A conversão de São Paulo

A impressão que se tem de Paulo nos relatos de São Lucas é que ele foi um ardoroso perseguidor dos primeiros cristãos. Lemos no livro dos Atos dos Apóstolos, capítulo 22, versículos 3 e 4, Paulo dizendo: “Eu estava cheio de zelo por Deus, persegui até a morte este Caminho, prendendo e jogando na prisão homens e mulheres”.

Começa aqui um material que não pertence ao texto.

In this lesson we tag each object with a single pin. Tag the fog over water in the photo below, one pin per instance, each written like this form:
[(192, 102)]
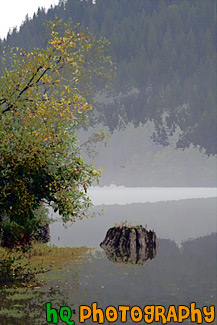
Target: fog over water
[(173, 213), (125, 195)]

Quando ele diz que “estava cheio de zelo por Deus”, isto significa que lutava em defesa da sua fé e da observância da lei mosaica, e que alguém estava introduzindo mudanças nas tradições religiosas de seu povo, enganando o povo com mentiras e desvirtuando a pureza do seu judaísmo. Esse alguém eram os cristãos. Os cristãos irritavam os judeus, sobretudo em dois pontos: a afirmação de que Jesus de Nazaré era o messias prometido, e alguns até diziam que esse messias era Deus, e a aceitação de não judeus em suas comunidades. Lembremo-nos de que naquele momento todos eram judeus, tanto os que aceitavam como os que não aceitavam Jesus como messias, e que ninguém pensava em deixar de ser judeu. Na realidade, discutia-se para se ver quem era verdadeiramente judeu.

Os cristãos se acreditavam verdadeiros judeus, fiéis às tradições de Moisés. Paulo, porém, pensava de outro jeito. Os cristãos eram apóstatas de fé judaica, difundindo a mentira da ressurreição de um Jesus que estava bem morto, e maculando a pureza judaica com a admissão de pagãos entre eles. Lucas descreve de forma exuberante a mudança de Paulo na estrada de Damasco. Por três vezes, São Lucas apresenta a conversão de Paulo, quando este judeu zeloso pela causa de seu Deus se dirigia à cidade de Damasco na Síria, com cartas de recomendação do sumo sacerdote de Jerusalém para prender os cristãos. “Saulo, por que me persegues?”: uma voz forte se faz ouvir no caminho. Envolto por uma claridade, Saulo cai do cavalo. A voz era de Jesus. Lá estava Paulo diante daquele que estava morto, que era uma mentira, uma fraude inventada por seus discípulos e que ele rejeitava com todas as suas forças. O que fazer? Paulo não era homem de negar a evidência. Não havia outro caminho no caminho de Damasco a não ser reconhecer a verdade do Caminho. Para saber o que Lucas escreve pode-se consultar o Livro dos Atos dos Apóstolos.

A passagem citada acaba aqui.